Thursday, December 1, 2011


written by
Shona Neff

Stepping out onto the sidewalk the black eye forming on my son’s face hit me as it if was my own. A group of thugs, not present before I stepped into the ladies room, now lined the cinder-block building. Although the specifics were hidden, it was no secret that a brawl had taken place in my absence -- my son bore the unfortunate sign of going solo in the midst of the prowling gang.

As we walked away, I looked over my shoulder and hurled a few scathing words at the hoodlums making it clear that their brutal act had not gone unnoticed. As I woke from the horrific dream, the momma bear in me was aching to go hand-to-hand with those punks even though they were just players in a dream.

Thugs are everywhere: dreams, streets, public places, and stores. We don’t expect to encounter them in homes, churches, and safe places, but not all bad people hit with their fists. Sometimes they batter their prey with words and attitudes forgetting all semblances of love. As much as I hate to admit it, I’ve been an unloving thug on occasion.

So what do these brutes look like when inhabiting supposedly safe places?
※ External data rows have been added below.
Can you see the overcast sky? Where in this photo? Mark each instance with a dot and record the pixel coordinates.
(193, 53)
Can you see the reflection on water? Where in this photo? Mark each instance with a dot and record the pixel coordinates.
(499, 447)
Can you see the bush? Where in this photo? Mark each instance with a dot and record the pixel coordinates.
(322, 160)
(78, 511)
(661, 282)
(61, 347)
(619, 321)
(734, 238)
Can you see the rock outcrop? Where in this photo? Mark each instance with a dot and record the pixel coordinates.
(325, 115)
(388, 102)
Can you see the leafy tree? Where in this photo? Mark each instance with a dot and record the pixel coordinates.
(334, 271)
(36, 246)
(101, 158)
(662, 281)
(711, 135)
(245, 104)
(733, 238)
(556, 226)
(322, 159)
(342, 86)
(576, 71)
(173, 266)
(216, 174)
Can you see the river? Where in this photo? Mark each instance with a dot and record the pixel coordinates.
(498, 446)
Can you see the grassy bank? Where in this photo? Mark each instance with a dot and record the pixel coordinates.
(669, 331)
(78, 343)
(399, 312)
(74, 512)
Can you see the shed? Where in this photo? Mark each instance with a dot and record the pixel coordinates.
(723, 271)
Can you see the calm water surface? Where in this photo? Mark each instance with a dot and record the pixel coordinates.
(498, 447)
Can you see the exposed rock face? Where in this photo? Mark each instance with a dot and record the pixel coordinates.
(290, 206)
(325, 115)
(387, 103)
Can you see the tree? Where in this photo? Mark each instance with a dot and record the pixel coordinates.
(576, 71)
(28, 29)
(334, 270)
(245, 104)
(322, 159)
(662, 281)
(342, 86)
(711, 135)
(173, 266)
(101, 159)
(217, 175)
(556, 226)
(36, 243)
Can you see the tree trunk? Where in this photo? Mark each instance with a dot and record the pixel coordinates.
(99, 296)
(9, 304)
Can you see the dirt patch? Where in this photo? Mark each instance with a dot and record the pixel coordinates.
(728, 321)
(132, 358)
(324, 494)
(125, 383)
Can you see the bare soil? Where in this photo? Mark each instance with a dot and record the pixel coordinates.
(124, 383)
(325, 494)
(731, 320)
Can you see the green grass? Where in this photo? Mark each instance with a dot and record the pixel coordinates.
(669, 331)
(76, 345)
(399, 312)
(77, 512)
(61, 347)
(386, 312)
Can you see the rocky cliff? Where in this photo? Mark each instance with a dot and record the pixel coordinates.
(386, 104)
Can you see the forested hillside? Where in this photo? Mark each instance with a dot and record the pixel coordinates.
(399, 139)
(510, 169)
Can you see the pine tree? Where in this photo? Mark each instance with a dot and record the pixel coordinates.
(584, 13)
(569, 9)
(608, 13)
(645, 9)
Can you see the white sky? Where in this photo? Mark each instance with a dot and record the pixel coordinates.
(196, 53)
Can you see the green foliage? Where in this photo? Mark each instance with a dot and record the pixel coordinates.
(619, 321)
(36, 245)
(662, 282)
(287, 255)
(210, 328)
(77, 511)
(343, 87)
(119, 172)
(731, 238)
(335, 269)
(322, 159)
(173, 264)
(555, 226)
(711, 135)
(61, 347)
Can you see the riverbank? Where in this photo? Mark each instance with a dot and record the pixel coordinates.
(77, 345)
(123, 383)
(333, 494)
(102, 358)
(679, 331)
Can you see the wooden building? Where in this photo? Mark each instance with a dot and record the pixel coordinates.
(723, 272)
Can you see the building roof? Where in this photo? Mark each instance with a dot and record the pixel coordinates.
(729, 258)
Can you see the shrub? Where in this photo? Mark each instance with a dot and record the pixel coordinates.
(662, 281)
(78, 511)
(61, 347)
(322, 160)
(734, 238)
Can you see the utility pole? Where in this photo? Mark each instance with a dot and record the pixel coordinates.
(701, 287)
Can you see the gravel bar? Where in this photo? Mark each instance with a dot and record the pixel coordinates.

They can look like you and me, but toxic words and attitudes often bubble just beneath the surface of seemingly harmless appearances.

Many cruel and loveless acts are performed at the hands of church people. Most of us have heard stories of down-and-out people seeking refuge in a Sunday morning service only to be scoffed at because their clothes were dirty or torn. Maybe they smelled. After rejection at the hands of the world, the same piercing sting came from people who should have embraced them. It may not be a black eye, but neither is it a display of loving behavior.

I hate to admit it, but I’ve played the thug in my own home. As a mother and wife, I have spewed ugly words with the intent to hurt. Immature children sling verbal poison at times. And, although we shouldn’t, sometimes we moms answer back with our own cutting words. At least I have. I’ve done the same thing with my husband. We love each other, but all play the thug at times.

When the dust settles on the non-physical brawls of unkind words and attitudes, it is good to act on the forgiveness that Jesus teaches. Seeking forgiveness is the best way to put thuggish behavior to rest while, at the same time, healing the ugliness that spills onto others. Only then does love flow freely.

We all have the potential to act like thugs. Self-centered behavior that demands our own way is a great place to start. Forcing others to accept our beliefs helps us speed down the “Boulevard of Unloving Acts.” Even when we believe we are supported by truth, it is never right to tell others what to do or hit them over the head with self-righteous attitudes. Our job is to love others; God takes care of the rest.

As we enter the Christmas the season, let us show good will toward ALL men. For those who look different from us, those whose attitude do not match ours, and even those who are actual thugs . . . let us show them the love that descended from heaven, manifest as a babe in a manger. God’s love breaks through the hearts and minds of all men, women, children, and, yes, thugs. Instead of leaving a wake of black eyes, let us open our arms and give the gift of love.

"This is love: not that we loved God, but that he loved us and sent his son as an atoning sacrifice for our sins. Dear friends, since God so loved us, we also outght to love one another. No one  has ever seen God; but if we love one another, God lives in us and his love is made complete in us."
(1 John 4:10-12 NIV).

Shona Neff loves to ponder the things of God. Whether it is an odd dream, as in this post, or life in general, she looks for godly parallels in all things.

She is a personality mechanic who helps others keep relationships running smooth. Visit her at and start building your personality tool box so you can better understand and interact with your family and friends.

Shona lives in northern New Mexico with her husband and trio of terriers. She has two college-age sons.

Shona, thank you sweet friend, for sharing such a powerful message with us today. It is a pain that many feel. A deep hurt that we secretly carry and one that most do not dare to share. It is often said, "Hurt people, hurt people." That is so very true. Our words carry such power. May this be a reminder to us to speak with love, to act in love and to live in love.
Blessings to you, Shona. I pray you will return as a guest writer and share with us again soon.